I remember times with friends, like Alex and Sam, when I stepped back instead of standing up. Once, when my friend Mira was slapped, and another time, when Jordan had a conflict with someone who later attacked me. Even then, I stayed calm, choosing silence over resistance. I thought I was being virtuous, but was I really? Or was I just avoiding the risk of being hurt or rejected?
The Struggle with Agreeable Nature and Friendship
My agreeable nature has failed me, especially in friendships. Take Mia, for example. I helped her for two months. Yet, when I couldn’t deliver her keys one time, she called me selfish. Selfish? After everything I’d done? I was shocked. I had hoped that my support would eventually lead her to offer me a place to stay if I ever found myself homeless. Given my situation, this didn’t seem like an unreasonable expectation.
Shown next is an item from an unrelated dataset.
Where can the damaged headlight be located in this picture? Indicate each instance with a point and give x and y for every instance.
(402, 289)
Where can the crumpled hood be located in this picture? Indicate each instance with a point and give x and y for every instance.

When I first arrived, I had nowhere to stay. If Casey hadn’t picked me up, I would’ve been sleeping on the streets. From the start, I knew that living with Mia wasn’t a realistic option—it would disrupt her life too much, and I didn’t want to burden her. Still, it stung when she chose to house her brother in a room that could’ve been shared with me. But I didn’t complain; she wasn’t responsible for me.
I even defended her decisions to my family, explaining that Mia had her own struggles. I kept in touch with her, visiting occasionally, even when I was homeless and struggling.
Helping Others Without Setting Boundaries
One day, Mia asked for my help with her child’s school run. I agreed, thinking it would benefit us both—she’d get help, and I wouldn’t have to worry about where I would sleep. But the reality was more complicated. Instead of one child, I ended up caring for two, or even three, at times. Her brother, Leo, was also living there, but he didn’t contribute much.
I sacrificed time and energy—time I could’ve spent finding a stable job or working on my personal matters. To avoid judgment, I even lied to the people I was staying with, claiming I was taking care of her child for pay.
After nearly two months, I realized how much I had invested in helping her, yet the respect wasn’t mutual. One night, when I turned off the TV to put her child to bed, the child started crying. When Mia came home, she accused me of hitting the child. After everything I’d done, how could she think that? I let it go.
The Breaking Point: Learning the Value of Boundaries
The real breaking point came when Mia called me selfish. Selfish because I wouldn’t leave my job to run an errand that could’ve taken far longer than she estimated. That word—selfish—hurt more than anything else. It made me question everything.
Why do I keep helping people who don’t align with my values or interests? Why do I stay silent when I should speak up?
Reflecting on this, I now see the deeper issue: we all act out of self-interest, and problems arise when those interests conflict or when one person’s needs outweigh the other’s.